Proposals for the Updates Testing Procedure

Discussion:

Warren Togami

2003-11-13 07:48:15 UTC

I am glad to see many test updates being announced on fedora-test-list,
but may I please suggest some improvements to this mechanism. We also
need to discuss the eventual creation of policy for the update approval
process.

Along with each announced test update, I believe it would be crucial to
include a link to a corresponding Bugzilla report. While longer
discussions pertaining to packages can remain on fedora-test-list, all
pertinent information should be posted in one place within that test
update's Bugzilla report. Why?

* Otherwise it is likely that other Bugzilla reports and important
information related to an update could easily be lost in the mailing
list noise.
* All pending updates can easily be found by a single Bugzilla database
query.
* Each report would become a one-stop-shop for information regarding
that update. More responsible sysadmins with proper testing procedures
can read that report to help in their decision to update.

Discussion of the Update Approval Process
=========================================
We also have not yet discussed the fedora.redhat.com update approval
process. I suggest the following to begin the necessary discussion.
Some of the below are similar in concept to the procedures currently
being used successfully at fedora.us as described in this document:
http://www.fedora.us/wiki/PackageSubmissionQAPolicy

* Backport Patches v. Upgrade Version
Most libraries, core system and server packages should always have
backport patches. End-user applications where other packages do not
depend on them can possibly be upgraded in version after sufficient
testing in updates-testing. There are always possible exceptions to the
rule, although the determination of backport verses upgrade version will
need to be decided on a case-by-case basis based upon how intrusive the
change would be. (Yeah this description sucks. Reply with a better and
expanded proposal if you care about this.)

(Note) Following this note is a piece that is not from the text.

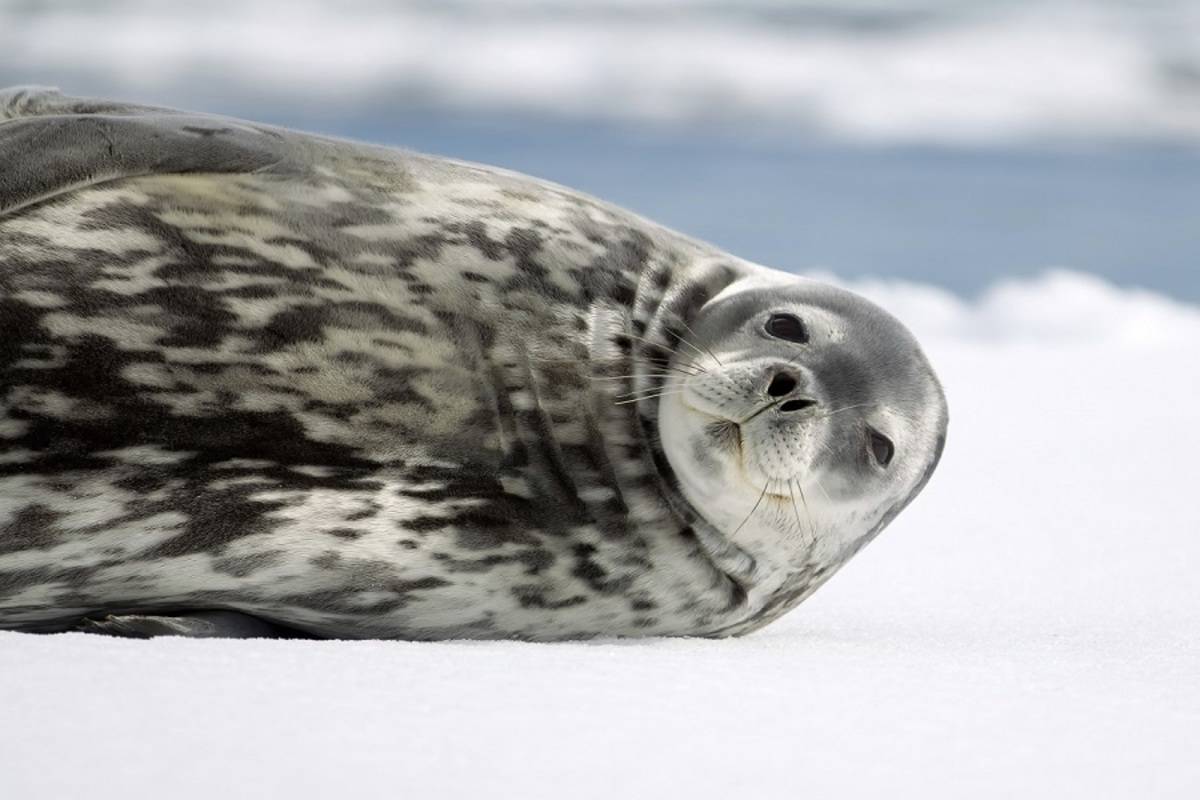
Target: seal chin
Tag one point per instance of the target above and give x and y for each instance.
(729, 438)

* Time-limit to publish where no negative comments are posted within the
Bugzilla report. Senior developers reserve the right to hold an update
if a good technical reason can be stated. (Insert more details here.)

* GPG clearsigned messages of approval
For the test update approval process, a sizable number of people who
matter (this needs further discussion) should post GPG clearsigned
messages of approval to the Bugzilla report for the pending update
currently in testing. Such messages should be posted if they
technically agree with the patch/upgrade, and they have fully tested the
functionality of the updated binary RPM and are satisfied that it is
better than the previous package. Otherwise dissenting messages about
functionality brokenness or suggestions for further package improvement
are posted.

http://www.fedora.us/wiki/QAChecklist
There should be a checklist similar to this one used at fedora.us that
contributors must go through and say "Passes all checklist items."
within their report. This checklist idea has successfully prevented
many common problems from being published in fedora.us. Depending on
the criticalness of the update, the release managers decide when it is
the appropriate time to publish based upon proper & signed contributor
feedback.

Before judging the above to be too an "onerous waste of time" as is the
reaction that many people have, do know that this type of process has
worked well at fedora.us during this year. This fedora.us report below
is a great example of this type of process in action:

https://bugzilla.fedora.us/show_bug.cgi?id=669
Well... something like this report, except a Fedora Core update would
have fewer package updates during the approval process, and far more
users saying "gcc-3.3.2-2 works for me". (It is important that
clearsigned messages contain unique identifiers like the full package
name-version-release because messages like "works for me" alone can be
abused through a replay attack.)

Why GPG? Wouldn't that be slow and a waste of time?
====================================================
No. The GPG clearsigned messages over time that collect within many
reports and mailing list posts help to build a mass of "historical
evidence" about the reliability and trustability of the advice given by
a contributor. Over time this actually improves the efficiency of
communication in a massively distributed project like one we are trying
to create because of the following reasons.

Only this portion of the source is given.